First let’s look at the most general definition.

###### Definition.

Let $G\subset{\mathbb{R}}^{n}$ and let $\varphi\colon G\to{\mathbb{R}}\cup\{-\infty\}$ be an upper semi-continuous function, then $\varphi$ is subharmonic if for every $x\in G$ and $r>0$ such that $\overline{B(x,r)}\subset G$ (the closure of the open ball of radius $r$ around $x$ is still in $G$) and every real valued continuous function   $h$ on $\overline{B(x,r)}$ that is harmonic in $B(x,r)$ and satisfies $\varphi(x)\leq h(x)$ for all $x\in\partial B(x,r)$ (boundary of $B(x,r)$) we have that $\varphi(x)\leq h(x)$ holds for all $x\in B(x,r)$.

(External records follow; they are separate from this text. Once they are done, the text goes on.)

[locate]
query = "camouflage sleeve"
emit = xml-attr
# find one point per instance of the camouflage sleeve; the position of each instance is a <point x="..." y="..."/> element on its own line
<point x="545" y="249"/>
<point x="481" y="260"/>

Note that by the above, the function which is identically $-\infty$ is subharmonic, but some authors exclude this function by definition. We can define superharmonic functions in a similar fashion to get that $\varphi$ is superharmonic if and only if $-\varphi$ is subharmonic.

###### Definition.

Let $G\subset{\mathbb{C}}$ be a region and let $\varphi\colon G\to{\mathbb{R}}$ be a continuous function. $\varphi$ is said to be subharmonic if whenever $D(z,r)\subset G$ (where $D(z,r)$ is a closed disc around $z$ of radius $r$) we have

 $\varphi(z)\leq\frac{1}{2\pi}\int_{0}^{2\pi}\varphi(z+re^{i\theta})d\theta,$

and $\varphi$ is said to be superharmonic if whenever $D(z,r)\subset G$ we have

 $\varphi(z)\geq\frac{1}{2\pi}\int_{0}^{2\pi}\varphi(z+re^{i\theta})d\theta.$

Intuitively what this means is that a subharmonic function is at any point no greater than the average  of the values in a circle around that point. This implies that a non-constant subharmonic function does not achieve its maximum in a region $G$ (it would achieve it at the boundary if it is continuous there). Similarly for a superharmonic function, but then a non-constant superharmonic function does not achieve its minumum in $G$. It is also easy to see that $\varphi$ is subharmonic if and only if $-\varphi$ is superharmonic.

Note that when equality always holds in the above equation then $\varphi$ would in fact be a harmonic function. That is, when $\varphi$ is both subharmonic and superharmonic, then $\varphi$ is harmonic.

It is possible to relax the continuity statement above to take $\varphi$ only upper semi-continuous in the subharmonic case and lower semi-continuous in the superharmonic case. The integral will then however need to be the Lebesgue integral (http://planetmath.org/Integral2) rather than the Riemann integral which may not be defined for such a function. Another thing to note here is that we may take ${\mathbb{R}}^{2}$ instead of ${\mathbb{C}}$ since we never did use complex multiplication. In that case however we must rewrite the expression $z+re^{i\theta}$ in of the real and imaginary parts to get an expression in ${\mathbb{R}}^{2}$.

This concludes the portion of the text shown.